The applicant did not receive the position as they were unable to demonstrate the required skills.
In formal contexts, replace phrasal verbs and contractions consistently — not just the obvious ones.
Furthermore, I believe it is an excellent idea, and I would be glad to assist.
Formal linking words (furthermore, moreover, nevertheless) need to be matched by formal vocabulary around them.
Are you free at 3?
Over-formality is just as wrong as under-formality. With a colleague you message every day, formal English sounds cold or sarcastic.
I would like to apply for this position. I have strong IT skills and would be available to start in June.
Short, choppy sentences read as casual or curt. Formal writing usually links ideas with subordinate clauses.

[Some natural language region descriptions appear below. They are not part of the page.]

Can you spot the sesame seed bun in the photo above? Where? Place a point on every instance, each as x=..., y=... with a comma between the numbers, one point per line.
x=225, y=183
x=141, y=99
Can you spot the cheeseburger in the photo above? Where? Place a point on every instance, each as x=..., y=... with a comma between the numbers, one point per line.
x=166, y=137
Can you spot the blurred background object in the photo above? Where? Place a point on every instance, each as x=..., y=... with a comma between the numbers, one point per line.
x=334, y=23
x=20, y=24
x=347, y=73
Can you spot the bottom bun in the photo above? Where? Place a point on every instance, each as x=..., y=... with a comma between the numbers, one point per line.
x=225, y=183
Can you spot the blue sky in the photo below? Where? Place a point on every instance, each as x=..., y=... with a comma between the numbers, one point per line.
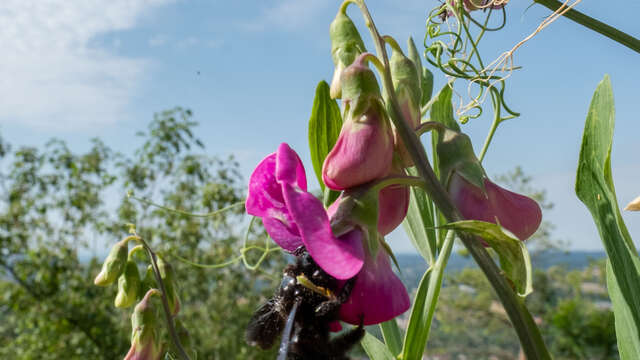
x=248, y=70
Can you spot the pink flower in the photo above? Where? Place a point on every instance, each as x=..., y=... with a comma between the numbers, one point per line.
x=517, y=213
x=293, y=217
x=377, y=296
x=364, y=149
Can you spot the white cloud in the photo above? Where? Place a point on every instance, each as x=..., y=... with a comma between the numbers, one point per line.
x=50, y=75
x=158, y=40
x=288, y=14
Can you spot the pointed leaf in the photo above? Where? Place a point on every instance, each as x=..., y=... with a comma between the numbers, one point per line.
x=594, y=187
x=392, y=336
x=375, y=348
x=419, y=223
x=513, y=254
x=324, y=128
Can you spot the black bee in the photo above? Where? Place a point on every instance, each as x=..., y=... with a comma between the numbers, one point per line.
x=301, y=310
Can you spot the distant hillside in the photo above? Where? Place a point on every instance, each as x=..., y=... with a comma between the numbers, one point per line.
x=413, y=265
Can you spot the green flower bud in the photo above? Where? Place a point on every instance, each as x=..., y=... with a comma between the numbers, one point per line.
x=406, y=83
x=168, y=278
x=346, y=45
x=128, y=286
x=113, y=265
x=144, y=342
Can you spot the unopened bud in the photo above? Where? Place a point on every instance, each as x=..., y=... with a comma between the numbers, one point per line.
x=113, y=265
x=346, y=45
x=128, y=286
x=364, y=149
x=144, y=342
x=406, y=83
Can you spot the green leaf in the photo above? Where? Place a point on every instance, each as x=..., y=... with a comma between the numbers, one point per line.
x=513, y=254
x=375, y=348
x=594, y=187
x=424, y=304
x=324, y=128
x=417, y=332
x=419, y=223
x=392, y=336
x=442, y=109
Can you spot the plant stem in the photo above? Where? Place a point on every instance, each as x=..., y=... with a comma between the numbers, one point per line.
x=595, y=25
x=165, y=303
x=528, y=333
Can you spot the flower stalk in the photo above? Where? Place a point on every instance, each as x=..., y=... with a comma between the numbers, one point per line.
x=526, y=329
x=165, y=301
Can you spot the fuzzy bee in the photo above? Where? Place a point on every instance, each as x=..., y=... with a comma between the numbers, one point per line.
x=302, y=310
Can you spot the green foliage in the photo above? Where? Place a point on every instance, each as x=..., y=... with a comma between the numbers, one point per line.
x=594, y=187
x=58, y=211
x=324, y=128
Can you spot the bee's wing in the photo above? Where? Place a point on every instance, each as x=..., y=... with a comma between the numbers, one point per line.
x=286, y=334
x=265, y=325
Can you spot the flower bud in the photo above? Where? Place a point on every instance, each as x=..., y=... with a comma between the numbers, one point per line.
x=346, y=45
x=476, y=196
x=144, y=342
x=364, y=149
x=113, y=265
x=406, y=83
x=168, y=278
x=128, y=285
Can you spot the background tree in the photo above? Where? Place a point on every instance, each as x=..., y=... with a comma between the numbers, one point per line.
x=60, y=209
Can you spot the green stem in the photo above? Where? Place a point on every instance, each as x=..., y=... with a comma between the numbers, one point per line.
x=595, y=25
x=425, y=314
x=526, y=329
x=397, y=180
x=493, y=128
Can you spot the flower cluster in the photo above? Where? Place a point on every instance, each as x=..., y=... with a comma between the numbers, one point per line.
x=347, y=239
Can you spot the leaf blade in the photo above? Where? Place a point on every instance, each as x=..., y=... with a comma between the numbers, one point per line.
x=324, y=128
x=594, y=187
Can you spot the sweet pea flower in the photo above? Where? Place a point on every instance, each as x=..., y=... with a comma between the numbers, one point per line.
x=517, y=213
x=377, y=296
x=293, y=218
x=393, y=203
x=475, y=195
x=364, y=149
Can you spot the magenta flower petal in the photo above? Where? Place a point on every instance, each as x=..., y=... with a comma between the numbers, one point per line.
x=341, y=258
x=363, y=152
x=517, y=213
x=289, y=168
x=265, y=200
x=378, y=294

Where each register belongs
| Context | Register |
|---|---|
| Text messages to friends and family | Very informal |
| Social media posts, group chats | Informal |
| Slack/Teams messages within a team you know | Informal to neutral |
| Emails to colleagues you know well | Semi-formal / neutral |
| LinkedIn messages, customer reviews | Neutral / semi-formal |
| Customer service emails, professional networking | Neutral / semi-formal |
| Job applications, cover letters, CVs | Formal |
| Academic essays, reports, official letters | Formal |
| Legal documents, contracts, formal complaints | Very formal |
Quick summary
- Register is a coordinated shift across vocabulary, contractions, sentence length, voice, and politeness — not a single change.
- Formal: longer Latin-derived verbs, no contractions, longer sentences, more passive voice, softened requests.
- Informal: phrasal verbs, contractions, shorter sentences, active voice, direct requests.
- Match greeting, body, and sign-off. Dear Hiring Manager + wanna is worse than a consistent neutral email.
- Over-formality in casual contexts sounds cold or sarcastic. Match the register to the situation.
- When in doubt for written communication, default to neutral — polite but not stiff.